Pre-emption right, also known as the right of first refusal, is a contractual right that gives existing shareholders the first opportunity to buy additional shares in a company before they are offered to outside investors. This right is commonly used to prevent unknown shareholders from joining the company. By exercising their pre-emption right, existing shareholders can maintain control of the company and prevent dilution of their ownership. This can increase the value of the company and its shares in the long run, as shareholders’ ownership remains intact and the company’s financial position is strengthened.
Stipulating Pre-emption Rights in the Articles of Association
In order to prevent share transfers that can take place without being declared to the persons who will acquire the shares and without complying with the pre-emption right, shareholders include provisions regarding the pre-emption right in the company’s articles of association. While the shareholder agreement, which includes the pre-emption right, is a contract subject to the Turkish Code of Obligations, provisions regarding pre-emption rights included in the articles of association are not considered to have a corporate nature. In other words, the inclusion of a pre-emption right in the articles of association does not create the possibility of asserting these rights against third parties.
The source of this basic opinion is the absence of a regulation regarding pre-emption rights for joint-stock companies, despite a regulation regarding pre-emption rights for limited companies being included in the Turkish Commercial Code (“TCC“). Therefore, even if agreements creating pre-emption rights regarding share transfers among joint-stock company shareholders are included in the articles of association and announced, these rights cannot be asserted against third parties.
Approval of Share Transfers Made Without Compliance with Pre-emption Rights by the Board of Directors
According to Article 492 of the TCC, “The articles of association may provide that registered shares can only be transferred with the company’s approval.” In such a case, the company’s approval will be necessary for the transfer of shares.
In the partnership structure where the pre-emption right exists, there are question marks regarding whether share transfers made without complying with this right should be approved by the board of directors. In some cases, the board of directors rejects share transfers made without complying with the pre-emption right by citing a significant reason specified in the articles of association in accordance with Article 493/1/(a) of the TCC in order to protect the establishment of the right.

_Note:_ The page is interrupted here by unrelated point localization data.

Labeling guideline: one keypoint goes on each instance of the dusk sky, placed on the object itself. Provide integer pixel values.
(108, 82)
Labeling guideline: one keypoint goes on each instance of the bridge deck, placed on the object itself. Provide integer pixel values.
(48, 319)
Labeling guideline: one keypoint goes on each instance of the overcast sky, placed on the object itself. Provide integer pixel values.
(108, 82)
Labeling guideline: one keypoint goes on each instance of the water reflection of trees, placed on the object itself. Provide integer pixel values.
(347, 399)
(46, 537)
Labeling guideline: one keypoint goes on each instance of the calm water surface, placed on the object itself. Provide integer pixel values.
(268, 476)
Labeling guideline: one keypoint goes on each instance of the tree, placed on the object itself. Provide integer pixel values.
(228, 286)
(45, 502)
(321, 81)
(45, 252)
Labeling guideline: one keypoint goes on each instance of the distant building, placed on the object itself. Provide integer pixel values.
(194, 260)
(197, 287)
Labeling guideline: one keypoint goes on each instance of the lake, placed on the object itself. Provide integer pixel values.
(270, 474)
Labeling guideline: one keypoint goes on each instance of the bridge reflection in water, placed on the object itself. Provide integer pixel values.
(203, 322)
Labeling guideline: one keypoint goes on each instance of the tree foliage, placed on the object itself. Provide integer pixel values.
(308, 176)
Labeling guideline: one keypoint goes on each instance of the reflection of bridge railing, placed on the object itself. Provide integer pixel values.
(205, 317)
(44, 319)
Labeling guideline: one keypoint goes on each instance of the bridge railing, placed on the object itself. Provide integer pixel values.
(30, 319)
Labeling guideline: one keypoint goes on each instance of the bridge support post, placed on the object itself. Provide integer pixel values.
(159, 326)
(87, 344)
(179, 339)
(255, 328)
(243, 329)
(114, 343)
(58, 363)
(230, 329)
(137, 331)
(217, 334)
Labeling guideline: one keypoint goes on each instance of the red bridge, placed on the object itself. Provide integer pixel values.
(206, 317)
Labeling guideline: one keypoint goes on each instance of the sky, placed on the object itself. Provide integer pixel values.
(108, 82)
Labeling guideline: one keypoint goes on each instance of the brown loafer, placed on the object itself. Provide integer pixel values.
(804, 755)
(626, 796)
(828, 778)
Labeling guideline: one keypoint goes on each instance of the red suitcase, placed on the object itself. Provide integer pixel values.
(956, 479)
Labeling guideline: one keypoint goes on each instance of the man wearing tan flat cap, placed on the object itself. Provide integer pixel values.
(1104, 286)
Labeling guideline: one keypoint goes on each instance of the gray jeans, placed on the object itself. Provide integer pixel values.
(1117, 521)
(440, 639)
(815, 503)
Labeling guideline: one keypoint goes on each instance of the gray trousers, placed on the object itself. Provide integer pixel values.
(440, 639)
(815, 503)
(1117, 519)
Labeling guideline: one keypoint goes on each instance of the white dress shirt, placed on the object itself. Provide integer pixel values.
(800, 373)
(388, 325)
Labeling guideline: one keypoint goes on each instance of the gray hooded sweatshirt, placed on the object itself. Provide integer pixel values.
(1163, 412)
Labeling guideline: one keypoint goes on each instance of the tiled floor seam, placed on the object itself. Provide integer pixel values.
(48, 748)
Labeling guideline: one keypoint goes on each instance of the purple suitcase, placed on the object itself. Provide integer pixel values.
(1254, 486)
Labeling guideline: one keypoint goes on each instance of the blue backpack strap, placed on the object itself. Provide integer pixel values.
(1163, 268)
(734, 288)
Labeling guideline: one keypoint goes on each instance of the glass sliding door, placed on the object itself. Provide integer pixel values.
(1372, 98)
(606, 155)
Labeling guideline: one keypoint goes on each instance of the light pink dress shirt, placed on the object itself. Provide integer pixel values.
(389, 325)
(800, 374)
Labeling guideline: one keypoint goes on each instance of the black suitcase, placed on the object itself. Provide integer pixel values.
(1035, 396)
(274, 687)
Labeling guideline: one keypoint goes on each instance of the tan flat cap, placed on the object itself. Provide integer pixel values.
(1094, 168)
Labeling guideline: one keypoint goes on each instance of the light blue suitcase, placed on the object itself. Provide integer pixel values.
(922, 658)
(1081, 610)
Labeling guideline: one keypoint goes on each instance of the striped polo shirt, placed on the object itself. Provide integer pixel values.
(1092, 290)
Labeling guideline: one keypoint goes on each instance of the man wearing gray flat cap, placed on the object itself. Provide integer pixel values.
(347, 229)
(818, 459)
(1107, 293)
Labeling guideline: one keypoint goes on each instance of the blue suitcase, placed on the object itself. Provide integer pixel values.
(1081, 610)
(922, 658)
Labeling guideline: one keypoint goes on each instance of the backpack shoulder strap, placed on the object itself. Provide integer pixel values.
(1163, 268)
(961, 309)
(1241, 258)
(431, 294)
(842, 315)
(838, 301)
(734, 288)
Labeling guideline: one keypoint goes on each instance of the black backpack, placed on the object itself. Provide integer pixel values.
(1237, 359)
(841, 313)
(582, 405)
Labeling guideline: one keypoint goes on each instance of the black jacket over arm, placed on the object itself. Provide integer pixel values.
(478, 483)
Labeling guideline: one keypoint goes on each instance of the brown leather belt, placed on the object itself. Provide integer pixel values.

In its decision numbered 2020/604 E., 2020/1311, the Istanbul Regional Court of Justice, 12th Civil Division, stated that the board of directors could not refrain from approving the share transfer on the grounds that the pre-emption right specified in the articles of association was not complied with. Therefore, it is evident that a board of directors cannot reject a share transfer that violates the preemptive right specified in the articles of association.
Conclusion: The Importance of Stipulating Pre-emption Rights
When considering the requirement for approval by the board of directors and the fact that a share transfer without compliance with the preemptive right cannot be claimed against third parties, the preemptive rights agreed upon by the shareholders may be violated in practice. The only solution to this situation is a legal amendment, as in some cases, any compensation amount may not be sufficient to cover the long-term damages caused by the alienation of the company structure.
However, in any case, the penalty clauses linked to the violation of the preemptive right in the shareholders’ agreement can be claimed. It should be noted that even in share transfers where a detailed company due diligence is not carried out, the articles of association of the companies are examined. Therefore, it is partly beneficial to include provisions on the preemptive right in the articles of association, even if they cannot be claimed against third parties, in order to remind potential buyers of the existence of this right.
In conclusion, pre-emption rights can add value to your company by preventing unknown shareholders from joining and preserving the company structure. However, due to the limitations mentioned above, it is important to consider the legal implications and potential violations of these rights in practice.